I'm trying to parse XML files into DataFrames using Databricks' spark-xml with this line of code:
val xmlDF = spark
.read
.option("rowTag", "MeterReadingDocument")
.option("valueTag", "foo") // meaningless, used to parse tags with no child elements
.option("inferSchema", "false")
.schema(schema)
.xml(connectionString)
As you can see, I have provided a schema in order to avoid the costly operation of schema inference. This schema is defined as
val schema = MyProjectUtils.Schemas.meterReadingDocumentSchema
Where MyProjectUtils
is a package containing an object Schemas
with the schema definition:
object Schemas {
...
// nested schemas
...
val meterReadingDocumentSchema = StructType(
Array(
StructField("ReadingStatusRefTable", readingStatusRefTableSchema, nullable = true),
StructField("Header", headerSchema, nullable = true),
StructField("ImportExportParameters", importExportParametersSchema, nullable = true),
StructField("Channels", channelsSchema, nullable = true),
StructField("_xmlns:xsd", StringType, nullable = true),
StructField("_xmlns:xsi", StringType, nullable = true)
)
)
}
You will notice the readingStatusRefTableSchema
, headerSchema
and other custom Schemas which are StructTypes
corresponding to nested elements within the XML. These are in turn, nested as well, for example:
val headerSchema = StructType(
Array(
StructField("Creation_Datetime", creationDatetimeSchema, nullable = true),
StructField("Export_Template", exportTemplateSchema, nullable = true),
StructField("System", SystemSchema, nullable = true),
StructField("Path", pathSchema, nullable = true),
StructField("Timezone", timezoneSchema, nullable = true)
)
)
with
val creationDatetimeSchema = StructType(
Array(
StructField("_Datetime", TimestampType, nullable = true),
StructField("foo", StringType, nullable = true)
)
)
(I can provide more details on the nested nature of the schema if relevant)

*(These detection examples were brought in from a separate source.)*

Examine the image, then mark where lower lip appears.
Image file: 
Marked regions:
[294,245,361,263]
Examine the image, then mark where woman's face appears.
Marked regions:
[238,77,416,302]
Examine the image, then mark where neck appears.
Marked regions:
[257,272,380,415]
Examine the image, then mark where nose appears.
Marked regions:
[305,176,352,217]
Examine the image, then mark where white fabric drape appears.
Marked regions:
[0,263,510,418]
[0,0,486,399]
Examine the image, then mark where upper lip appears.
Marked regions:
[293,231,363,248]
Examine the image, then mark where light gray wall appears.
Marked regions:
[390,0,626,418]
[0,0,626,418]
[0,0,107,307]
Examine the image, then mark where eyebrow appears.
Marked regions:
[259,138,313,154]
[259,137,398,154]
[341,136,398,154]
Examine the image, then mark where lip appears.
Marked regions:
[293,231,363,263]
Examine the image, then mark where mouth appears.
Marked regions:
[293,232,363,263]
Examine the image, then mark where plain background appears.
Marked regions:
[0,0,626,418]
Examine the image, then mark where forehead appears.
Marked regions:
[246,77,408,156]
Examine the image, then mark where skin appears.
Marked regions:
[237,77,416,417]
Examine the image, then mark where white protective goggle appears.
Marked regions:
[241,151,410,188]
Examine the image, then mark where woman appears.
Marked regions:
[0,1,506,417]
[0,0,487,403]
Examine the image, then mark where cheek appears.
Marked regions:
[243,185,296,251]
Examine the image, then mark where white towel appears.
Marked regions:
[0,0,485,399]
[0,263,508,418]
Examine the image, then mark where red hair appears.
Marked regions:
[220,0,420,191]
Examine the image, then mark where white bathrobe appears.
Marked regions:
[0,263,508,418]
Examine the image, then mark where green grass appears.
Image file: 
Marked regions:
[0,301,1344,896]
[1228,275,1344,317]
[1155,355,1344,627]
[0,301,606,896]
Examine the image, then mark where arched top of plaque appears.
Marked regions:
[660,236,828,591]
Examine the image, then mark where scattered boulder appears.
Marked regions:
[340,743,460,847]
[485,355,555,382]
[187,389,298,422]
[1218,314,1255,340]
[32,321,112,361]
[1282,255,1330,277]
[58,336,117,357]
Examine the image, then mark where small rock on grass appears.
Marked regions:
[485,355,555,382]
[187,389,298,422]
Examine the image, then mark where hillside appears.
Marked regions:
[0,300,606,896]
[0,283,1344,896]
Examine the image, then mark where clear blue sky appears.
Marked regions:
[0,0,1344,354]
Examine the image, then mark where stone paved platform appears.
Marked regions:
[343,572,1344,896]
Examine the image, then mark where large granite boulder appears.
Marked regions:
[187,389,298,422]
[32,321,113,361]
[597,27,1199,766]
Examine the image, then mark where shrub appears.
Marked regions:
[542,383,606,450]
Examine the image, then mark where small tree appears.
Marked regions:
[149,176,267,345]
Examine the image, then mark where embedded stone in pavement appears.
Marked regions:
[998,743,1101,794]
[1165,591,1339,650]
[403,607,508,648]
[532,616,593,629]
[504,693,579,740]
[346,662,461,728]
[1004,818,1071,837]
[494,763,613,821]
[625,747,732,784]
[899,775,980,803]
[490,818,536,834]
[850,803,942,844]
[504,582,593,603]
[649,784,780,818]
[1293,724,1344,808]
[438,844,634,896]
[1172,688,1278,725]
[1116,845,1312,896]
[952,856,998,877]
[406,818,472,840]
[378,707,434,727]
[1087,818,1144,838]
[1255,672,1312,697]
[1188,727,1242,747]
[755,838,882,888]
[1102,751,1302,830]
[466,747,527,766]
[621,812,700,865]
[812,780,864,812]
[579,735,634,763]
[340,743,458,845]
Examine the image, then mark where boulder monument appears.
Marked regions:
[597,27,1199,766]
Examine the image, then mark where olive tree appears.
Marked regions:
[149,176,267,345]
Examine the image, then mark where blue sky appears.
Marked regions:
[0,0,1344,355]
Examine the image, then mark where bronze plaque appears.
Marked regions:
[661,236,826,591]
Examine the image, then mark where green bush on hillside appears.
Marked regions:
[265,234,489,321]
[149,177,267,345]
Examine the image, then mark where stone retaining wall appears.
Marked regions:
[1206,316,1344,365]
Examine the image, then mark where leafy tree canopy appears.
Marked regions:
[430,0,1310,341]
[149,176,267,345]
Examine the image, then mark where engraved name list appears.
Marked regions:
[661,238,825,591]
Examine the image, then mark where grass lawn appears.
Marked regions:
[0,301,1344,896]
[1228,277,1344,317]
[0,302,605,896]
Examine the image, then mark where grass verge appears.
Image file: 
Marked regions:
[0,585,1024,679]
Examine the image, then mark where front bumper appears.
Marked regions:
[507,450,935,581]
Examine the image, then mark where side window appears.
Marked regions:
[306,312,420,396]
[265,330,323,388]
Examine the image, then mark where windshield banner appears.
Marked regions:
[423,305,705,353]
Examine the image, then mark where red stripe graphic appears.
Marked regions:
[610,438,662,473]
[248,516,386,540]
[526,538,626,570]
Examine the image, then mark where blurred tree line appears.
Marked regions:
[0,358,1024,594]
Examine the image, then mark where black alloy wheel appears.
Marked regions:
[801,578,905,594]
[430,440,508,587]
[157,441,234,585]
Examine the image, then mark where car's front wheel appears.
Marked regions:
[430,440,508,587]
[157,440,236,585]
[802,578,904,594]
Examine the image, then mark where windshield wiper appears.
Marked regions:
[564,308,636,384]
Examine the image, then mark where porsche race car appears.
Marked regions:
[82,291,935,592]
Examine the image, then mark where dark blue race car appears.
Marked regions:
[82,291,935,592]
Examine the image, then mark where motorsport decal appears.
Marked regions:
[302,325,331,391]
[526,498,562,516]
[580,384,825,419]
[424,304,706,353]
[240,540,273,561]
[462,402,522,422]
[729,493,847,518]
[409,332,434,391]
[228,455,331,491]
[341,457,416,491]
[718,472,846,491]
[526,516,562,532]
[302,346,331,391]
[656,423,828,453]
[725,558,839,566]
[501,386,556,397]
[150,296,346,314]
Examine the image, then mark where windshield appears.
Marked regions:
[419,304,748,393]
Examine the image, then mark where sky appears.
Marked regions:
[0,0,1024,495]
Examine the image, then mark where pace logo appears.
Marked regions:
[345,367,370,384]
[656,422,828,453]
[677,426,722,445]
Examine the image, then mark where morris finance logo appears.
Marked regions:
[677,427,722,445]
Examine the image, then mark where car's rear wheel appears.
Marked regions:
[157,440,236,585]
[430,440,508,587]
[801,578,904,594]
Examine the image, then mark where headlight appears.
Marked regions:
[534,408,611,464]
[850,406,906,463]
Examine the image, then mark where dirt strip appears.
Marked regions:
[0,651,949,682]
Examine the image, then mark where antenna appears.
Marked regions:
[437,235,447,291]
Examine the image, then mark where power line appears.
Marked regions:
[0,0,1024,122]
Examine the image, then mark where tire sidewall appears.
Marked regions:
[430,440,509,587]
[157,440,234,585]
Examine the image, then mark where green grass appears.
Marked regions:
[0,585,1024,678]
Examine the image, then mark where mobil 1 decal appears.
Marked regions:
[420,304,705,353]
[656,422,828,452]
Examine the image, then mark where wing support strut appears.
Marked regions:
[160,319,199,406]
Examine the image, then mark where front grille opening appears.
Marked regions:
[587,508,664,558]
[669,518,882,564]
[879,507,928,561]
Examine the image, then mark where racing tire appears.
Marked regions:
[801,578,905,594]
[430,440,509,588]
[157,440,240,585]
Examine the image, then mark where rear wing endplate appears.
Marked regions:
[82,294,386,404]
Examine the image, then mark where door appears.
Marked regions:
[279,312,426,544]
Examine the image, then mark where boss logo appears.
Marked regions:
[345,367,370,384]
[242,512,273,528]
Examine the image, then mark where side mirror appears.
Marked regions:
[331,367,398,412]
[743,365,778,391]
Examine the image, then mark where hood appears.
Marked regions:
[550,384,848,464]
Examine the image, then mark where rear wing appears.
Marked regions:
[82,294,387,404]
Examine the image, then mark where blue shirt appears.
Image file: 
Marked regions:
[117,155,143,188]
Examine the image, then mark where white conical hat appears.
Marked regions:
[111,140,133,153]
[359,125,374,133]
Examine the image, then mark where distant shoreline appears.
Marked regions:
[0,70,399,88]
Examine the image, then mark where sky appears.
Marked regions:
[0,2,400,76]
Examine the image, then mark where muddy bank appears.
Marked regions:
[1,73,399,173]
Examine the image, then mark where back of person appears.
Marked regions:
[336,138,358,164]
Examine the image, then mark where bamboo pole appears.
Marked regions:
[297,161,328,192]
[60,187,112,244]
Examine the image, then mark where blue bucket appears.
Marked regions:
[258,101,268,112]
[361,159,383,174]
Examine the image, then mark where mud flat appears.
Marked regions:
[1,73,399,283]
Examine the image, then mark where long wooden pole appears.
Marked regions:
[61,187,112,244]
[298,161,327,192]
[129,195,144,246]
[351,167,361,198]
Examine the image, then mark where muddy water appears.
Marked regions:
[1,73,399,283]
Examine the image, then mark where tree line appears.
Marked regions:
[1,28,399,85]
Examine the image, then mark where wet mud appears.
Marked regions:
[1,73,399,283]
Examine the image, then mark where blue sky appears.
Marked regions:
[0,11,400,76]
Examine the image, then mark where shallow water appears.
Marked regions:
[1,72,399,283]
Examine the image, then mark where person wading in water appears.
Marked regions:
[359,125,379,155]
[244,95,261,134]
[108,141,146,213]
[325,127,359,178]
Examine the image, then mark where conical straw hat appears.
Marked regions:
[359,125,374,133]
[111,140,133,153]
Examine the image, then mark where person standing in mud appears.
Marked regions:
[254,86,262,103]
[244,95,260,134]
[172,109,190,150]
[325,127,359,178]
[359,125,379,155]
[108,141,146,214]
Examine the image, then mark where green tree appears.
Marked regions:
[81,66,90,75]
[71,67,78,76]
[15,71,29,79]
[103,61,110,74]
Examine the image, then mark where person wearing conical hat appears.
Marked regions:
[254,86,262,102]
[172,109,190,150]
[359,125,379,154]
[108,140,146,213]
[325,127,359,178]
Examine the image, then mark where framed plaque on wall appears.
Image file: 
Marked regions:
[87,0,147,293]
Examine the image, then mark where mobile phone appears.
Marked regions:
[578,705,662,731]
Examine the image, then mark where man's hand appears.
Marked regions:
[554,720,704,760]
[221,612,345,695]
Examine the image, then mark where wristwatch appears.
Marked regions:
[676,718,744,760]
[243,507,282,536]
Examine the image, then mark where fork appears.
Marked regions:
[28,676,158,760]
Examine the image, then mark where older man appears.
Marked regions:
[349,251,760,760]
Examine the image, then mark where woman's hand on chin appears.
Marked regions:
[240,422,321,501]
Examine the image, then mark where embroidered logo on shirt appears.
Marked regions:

If I declare these nested schemas on a notebook or as an object within the notebook I use to read data, this works and loads the data. But when I create a jar from this project and execute it, I get the following stack trace:
INFO ApplicationMaster [shutdown-hook-0]: Unregistering ApplicationMaster with FAILED (diag message: User class threw exception: java.lang.NullPointerException
at org.apache.spark.sql.types.ArrayType.existsRecursively(ArrayType.scala:102)
at org.apache.spark.sql.types.StructType.$anonfun$existsRecursively$1(StructType.scala:508)
at org.apache.spark.sql.types.StructType.$anonfun$existsRecursively$1$adapted(StructType.scala:508)
at scala.collection.IndexedSeqOptimized.prefixLengthImpl(IndexedSeqOptimized.scala:41)
at scala.collection.IndexedSeqOptimized.exists(IndexedSeqOptimized.scala:49)
at scala.collection.IndexedSeqOptimized.exists$(IndexedSeqOptimized.scala:49)
at scala.collection.mutable.ArrayOps$ofRef.exists(ArrayOps.scala:198)
at org.apache.spark.sql.types.StructType.existsRecursively(StructType.scala:508)
at org.apache.spark.sql.types.StructType.$anonfun$existsRecursively$1(StructType.scala:508)
at org.apache.spark.sql.types.StructType.$anonfun$existsRecursively$1$adapted(StructType.scala:508)
at scala.collection.IndexedSeqOptimized.prefixLengthImpl(IndexedSeqOptimized.scala:41)
at scala.collection.IndexedSeqOptimized.exists(IndexedSeqOptimized.scala:49)
at scala.collection.IndexedSeqOptimized.exists$(IndexedSeqOptimized.scala:49)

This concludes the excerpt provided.